Our rendezvous point was at the Rendezvous Studio Hotel. A dog owner arrived to pick up his daily paper. We were picked up by a mini bus and transferred to the rear of the Perth Convention and Exhibition Centre where we boarded a proper coach for our trip. I can't imagine why we were only two of eight on the coach. No matter where we went, anyone who dealt with us told us how lucky we were to not being two among forty people, forty being the norm. The last time I heard this stated I think I smelt a rat. Still, at around $200 per head, 200 x 8 = $1600, I am sure the tour company covered costs. If the norm is 40 people, that is $8,000, but as I said, I am sceptical about this. Nevertheless, the tour was very good. The coach had usb ports for charging things, which should be standard and perhaps is. Our driver, Peter, was terrific with his commentary and his driving skills.
In the middle of the freeway ran the train to Mandurah. There were many trains and our coach driver told us that it is 6 minute train service inbound for the morning peak. We paced an outbound train for a time, with our coach travelling at 110 km/hr and the train was getting away from us until it had to slow down for as station. By Japanese and Euro standards, no big deal, but not bad for Australia. No Melburnian who has a reasonable knowledge of public transport can understand how the Mandurah train line could have built so cheaply, when it costs so much more here to build a rail line. For most of its journey, it runs down the middle of a freeway. If we must build freeways to the gods, the motor car, then always a rail line should be built in the middle.
Western Australia had a terrible bush fire late last year that devastated the small township of Yarloop. The town has gone and it is unlikely to be rebuilt. For some kilometres we passed by burnt trees and landscapes.
We arrived at Busselton, famous for once having the longest timber pier in the southern hemisphere. Alas, it is now concrete but still very long at 2 km, 1.2 miles.
I did not expect the beachside to be quite so beautiful. It really was a delight.
The jetty stretches out so far because the water is very shallow.
A slow train runs out onto the jetty and it was very full.
I don't know what this spinning thing is. Decorative?
Nicely decorated rubbish bins with scenes of the old timber pier.
We had time for coffee and the back onto the coach for our lunch at Bootleg Brewery. There was quite a bit of fuel reduction burning in the forests. This is what my niece and nephew do over summer months into autumn. The smoke became quite thick at times and permeated the coach, leading one person to have a coughing fit.
A little humour at the entrance to Bootleg Brewery.
Here I will go with the former motor mechanic nerdy persona. Most buses and coaches now have automatic gears that seem to work like an automatic car. This Volvo bus had automatic gears, but unlike anything I have experienced. I can best describe it as the gears were changed by an invisible person. You could feel the clutch depressed, the gear changed, and then the clutch let in and the bus then took up power. Yet, it was all done automatically. It was quite weird. It was very obvious when the bus was turning a corner and the gears changed, not a gear change a driver would make half way around a corner.

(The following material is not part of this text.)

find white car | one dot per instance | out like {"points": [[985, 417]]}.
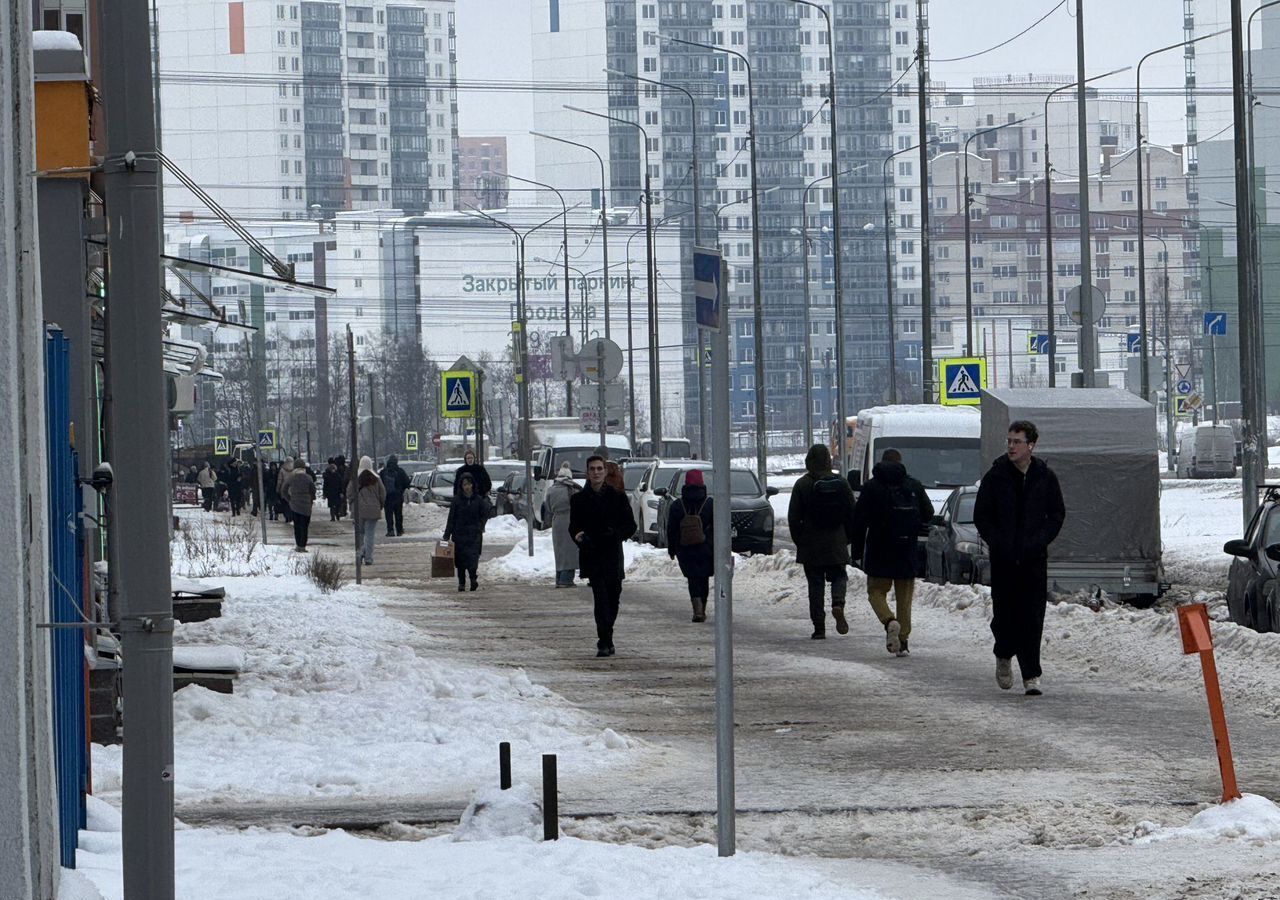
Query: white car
{"points": [[659, 474]]}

It was a pretty location for lunch.
Pointless looking at all the brewing equipment as I would not know what did what.
We stopped for some wine tasting at Sandalford Winery and then journeyed on to Mammoth Caves. Many bones from the post dinosaur period (giant fauna?) were found inside the cave, victims of an opening in the roof of the cave.

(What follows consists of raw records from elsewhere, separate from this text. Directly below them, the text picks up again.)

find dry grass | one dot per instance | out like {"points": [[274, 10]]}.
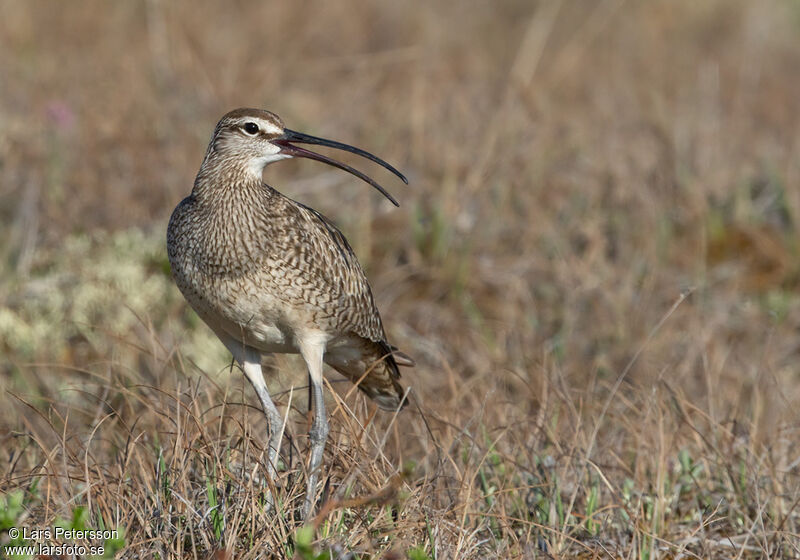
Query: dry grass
{"points": [[595, 267]]}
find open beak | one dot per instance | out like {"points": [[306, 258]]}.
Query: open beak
{"points": [[290, 137]]}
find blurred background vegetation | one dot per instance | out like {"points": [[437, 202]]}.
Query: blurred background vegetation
{"points": [[576, 170]]}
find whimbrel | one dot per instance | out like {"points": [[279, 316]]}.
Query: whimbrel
{"points": [[270, 275]]}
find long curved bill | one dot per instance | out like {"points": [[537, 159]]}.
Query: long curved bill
{"points": [[287, 147]]}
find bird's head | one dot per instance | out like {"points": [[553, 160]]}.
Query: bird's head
{"points": [[256, 138]]}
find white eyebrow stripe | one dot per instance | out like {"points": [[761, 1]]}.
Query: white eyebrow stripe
{"points": [[263, 125]]}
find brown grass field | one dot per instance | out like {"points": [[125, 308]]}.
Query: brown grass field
{"points": [[595, 267]]}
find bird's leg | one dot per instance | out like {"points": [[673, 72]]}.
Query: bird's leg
{"points": [[312, 354], [252, 370]]}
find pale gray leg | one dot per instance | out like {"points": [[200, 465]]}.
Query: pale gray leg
{"points": [[252, 370], [312, 351], [250, 360]]}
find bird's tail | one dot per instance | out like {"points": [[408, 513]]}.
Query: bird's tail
{"points": [[373, 367]]}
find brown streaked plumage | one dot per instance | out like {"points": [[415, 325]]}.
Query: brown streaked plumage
{"points": [[269, 274]]}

A pinkish hue to these eucalyptus tree trunks.
I think I kept referring to it as Point, but it is Cape Leeuwin Lighthouse at the most south westerly point of Australia.
Lads fishing. We stopped for a break at the town of Margaret River for a very expensive cup of tea in a super trendy cafe. Margaret River itself was little more than a dry watercourse for much of its length.
I wasn't feeling too well, but still managed to enjoy my dinner back in Busselton. After we journeyed on we had to divert from the freeway because of a car accident. Using my phone map apps, I gave the driver with some navigation help as he did not know where alternative roads were. That added 15 minutes to the journey home and one of our fellow passengers was staying in Perth's Northbridge (nightlife) area and we became firmly stuck in Friday night traffic there and in the city. I was still not feeling well and did some googling to find a doctor who was working on Saturday morning. I found one and booked an appointment using the online system. Finally we were back and decided take things a little easier on Saturday.